Outro aspecto curioso: hoje cobra-se por tudo, desde a marcação do assento, como se fosse possível viajar sem um assento... Fico a imaginar qual sugestão Machado daria para o uso desses primeiros espaços que na sua crônica eram reservados “para a emissão dos perdigotos”.
No caso dos ônibus, principal modo de transporte público, e que tem um papel fundamental para a mobilidade nas cidades, a situação é ainda mais caótica. Neles, muitas vezes, sequer há espaços para uma mínima conversa. Bom, pelo menos Machado não precisaria recomendar aos passageiros para “quando duas pessoas, sentadas a distância, quiserem dizer alguma coisa em voz alta, terão cuidado de não gastar mais de quinze ou vinte palavras, e, em todo caso, sem alusões maliciosas, principalmente se houver senhoras.”

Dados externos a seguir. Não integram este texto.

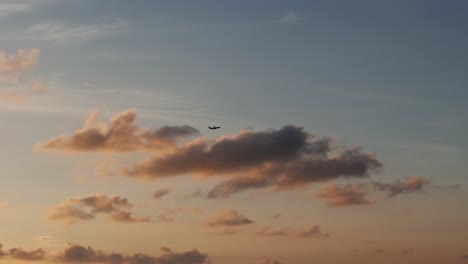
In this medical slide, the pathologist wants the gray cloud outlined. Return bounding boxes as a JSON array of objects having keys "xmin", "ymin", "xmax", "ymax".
[
  {"xmin": 373, "ymin": 177, "xmax": 429, "ymax": 197},
  {"xmin": 314, "ymin": 183, "xmax": 372, "ymax": 207},
  {"xmin": 47, "ymin": 193, "xmax": 150, "ymax": 225}
]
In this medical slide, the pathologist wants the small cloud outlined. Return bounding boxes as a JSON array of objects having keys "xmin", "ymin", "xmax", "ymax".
[
  {"xmin": 205, "ymin": 209, "xmax": 254, "ymax": 227},
  {"xmin": 373, "ymin": 177, "xmax": 429, "ymax": 197},
  {"xmin": 255, "ymin": 224, "xmax": 330, "ymax": 238},
  {"xmin": 279, "ymin": 11, "xmax": 304, "ymax": 24},
  {"xmin": 47, "ymin": 193, "xmax": 150, "ymax": 225},
  {"xmin": 256, "ymin": 258, "xmax": 281, "ymax": 264},
  {"xmin": 153, "ymin": 189, "xmax": 171, "ymax": 200},
  {"xmin": 268, "ymin": 213, "xmax": 281, "ymax": 219},
  {"xmin": 400, "ymin": 248, "xmax": 414, "ymax": 256}
]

Perceba o leitor como Machado apresenta os casos com humor e ironia, trazendo reflexões sobre os comportamentos humanos cotidianos. Apesar de o tempo provocar mudanças de costumes, valores e comportamentos, os quais provavelmente levariam o escritor a tratar das más condições nos transportes e não dos comportamentos humanos, acho que um permanece completamente atual e alheio a qualquer alteração. É a regra destinada aos quebra-queixos, ou seja, aos fumantes. Segundo ela, “é permitido o uso de quebra-queixos em duas circunstâncias: - a primeira quando não for ninguém no bonde, e a segunda ao descer”. Vale para os meios de transporte e qualquer lugar público. Simples assim...
Ops: Aqui não há nenhuma advertência aos leitores conhecidos. Salvo se estiverem agora a torcer-me o nariz. Neste caso, seria inútil desculpar-me.